For food manufacturers and retailers (and just about everyone else), bright spotlights shine on two powerhouse consumer groups for their growing purchasing power: Hispanic consumers and Millennials. But the upside multiplies exponentially when looking at the intersection of these two groups: Hispanic Millennials. With 21% of U.S. Millennials identifying as Hispanic, this group is certainly worthy of attention. These young, diverse consumers are shaking up shopping baskets across the U.S. as they straddle diverse tradition and American mainstream.
Hispanic consumers overall have some unique purchase patterns compared to the general U.S. population, such as their preference for fresh foods and tendency to make larger purchases to feed larger households. And some items are staples in any Hispanic shopping basket, including herbs, fresh fruit like pineapples and mangos, dry beans and shelf-stable milk products.
But with 62% of Hispanic Millennials being U.S.-born, the American lifestyle is influencing this generation more than their predecessors. When it comes to food preparation, most Hispanics (58%) prepare food at home, whereas Millennial Hispanics are shifting toward ready-made prepared foods. This means Hispanic Millennials, unlike their Boomer counterparts, index high for purchases of packaged meals, canned pasta and prepared meals from the fresh seafood department. Millennial Hispanics also purchase more deli-prepared breakfast foods and sushi.

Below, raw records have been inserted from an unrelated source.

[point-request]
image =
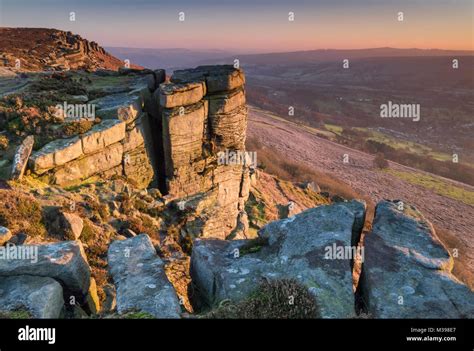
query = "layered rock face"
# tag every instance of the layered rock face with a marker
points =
(51, 49)
(140, 279)
(204, 121)
(46, 280)
(407, 270)
(187, 134)
(300, 247)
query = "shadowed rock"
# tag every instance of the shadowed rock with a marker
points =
(65, 261)
(41, 297)
(298, 248)
(20, 161)
(140, 279)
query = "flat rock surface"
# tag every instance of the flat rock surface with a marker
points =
(140, 279)
(41, 297)
(296, 249)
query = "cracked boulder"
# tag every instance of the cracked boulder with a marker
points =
(140, 279)
(41, 297)
(310, 247)
(407, 270)
(65, 261)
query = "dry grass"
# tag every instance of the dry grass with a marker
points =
(20, 212)
(273, 299)
(276, 164)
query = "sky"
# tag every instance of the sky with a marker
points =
(254, 25)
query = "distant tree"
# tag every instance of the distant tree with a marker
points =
(379, 161)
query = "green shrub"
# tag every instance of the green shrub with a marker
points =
(273, 299)
(21, 213)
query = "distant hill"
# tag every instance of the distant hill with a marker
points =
(52, 49)
(168, 58)
(312, 56)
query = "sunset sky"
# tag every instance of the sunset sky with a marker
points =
(253, 25)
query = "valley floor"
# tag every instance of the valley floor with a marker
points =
(447, 204)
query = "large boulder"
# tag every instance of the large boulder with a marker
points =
(217, 78)
(56, 153)
(306, 247)
(5, 235)
(104, 160)
(20, 160)
(65, 261)
(140, 279)
(183, 131)
(41, 297)
(406, 272)
(174, 95)
(123, 106)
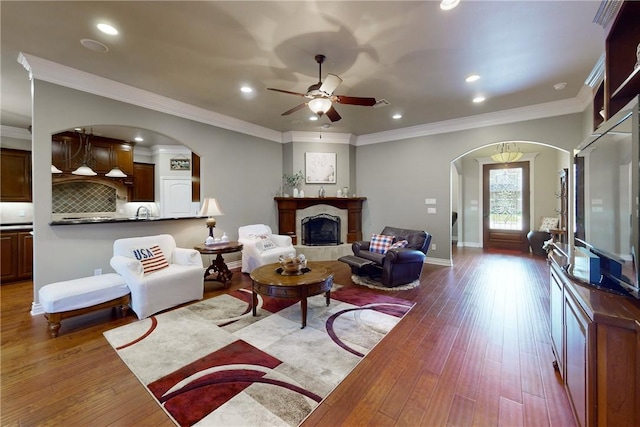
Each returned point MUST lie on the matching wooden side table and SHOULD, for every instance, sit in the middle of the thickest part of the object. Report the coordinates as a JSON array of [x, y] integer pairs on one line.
[[218, 267]]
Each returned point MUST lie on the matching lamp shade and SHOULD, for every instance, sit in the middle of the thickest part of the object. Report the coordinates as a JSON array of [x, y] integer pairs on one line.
[[319, 105], [210, 207]]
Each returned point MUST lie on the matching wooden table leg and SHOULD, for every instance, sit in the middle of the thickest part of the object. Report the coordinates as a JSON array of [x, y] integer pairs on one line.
[[220, 267], [254, 300], [303, 306]]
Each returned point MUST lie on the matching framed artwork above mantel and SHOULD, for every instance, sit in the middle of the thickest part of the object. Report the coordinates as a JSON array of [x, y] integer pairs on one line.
[[320, 168]]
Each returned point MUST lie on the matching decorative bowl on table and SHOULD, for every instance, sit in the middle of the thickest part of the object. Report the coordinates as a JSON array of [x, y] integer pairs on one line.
[[291, 265]]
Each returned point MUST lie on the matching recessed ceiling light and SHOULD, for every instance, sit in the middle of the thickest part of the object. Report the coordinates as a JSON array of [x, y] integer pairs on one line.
[[94, 45], [107, 29], [448, 4]]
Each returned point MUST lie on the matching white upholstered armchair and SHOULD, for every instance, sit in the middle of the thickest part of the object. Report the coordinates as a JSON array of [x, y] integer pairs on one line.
[[261, 246], [159, 274]]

For Hispanics, however, not all convenience foods are created equal. To succeed with the convenience-focused Hispanic Millennial, you have to get it right when it comes to both product and flavor. For example, in the fresh meat department, the value-added chicken segment (fresh chicken that has been prepared in some way, often with flavors/marinades), and specifically legs, drumsticks and thighs are key to reaching Hispanics. These chicken cuts index higher than other cuts with these consumers. But while this type of product appeals, the flavor also needs to be right. Flavors like adobo, cilantro and sazonada have seen significant growth. Over the past year, sales of Hispanic-flavored value-added chicken increased 98% in dollars and 71% in volume compared to a year ago.
While Hispanic Millennials are finding convenient and appealing products and flavors in the meat aisle, the availability of such products is just emerging in many other categories. These young consumers’ appetite for ready-made food options that maintain their cultural ties remains strong. For manufacturers and retailers to connect with this increasingly powerful segment of the U.S. population, it’s essential to strike the balance between product, flavor and culture.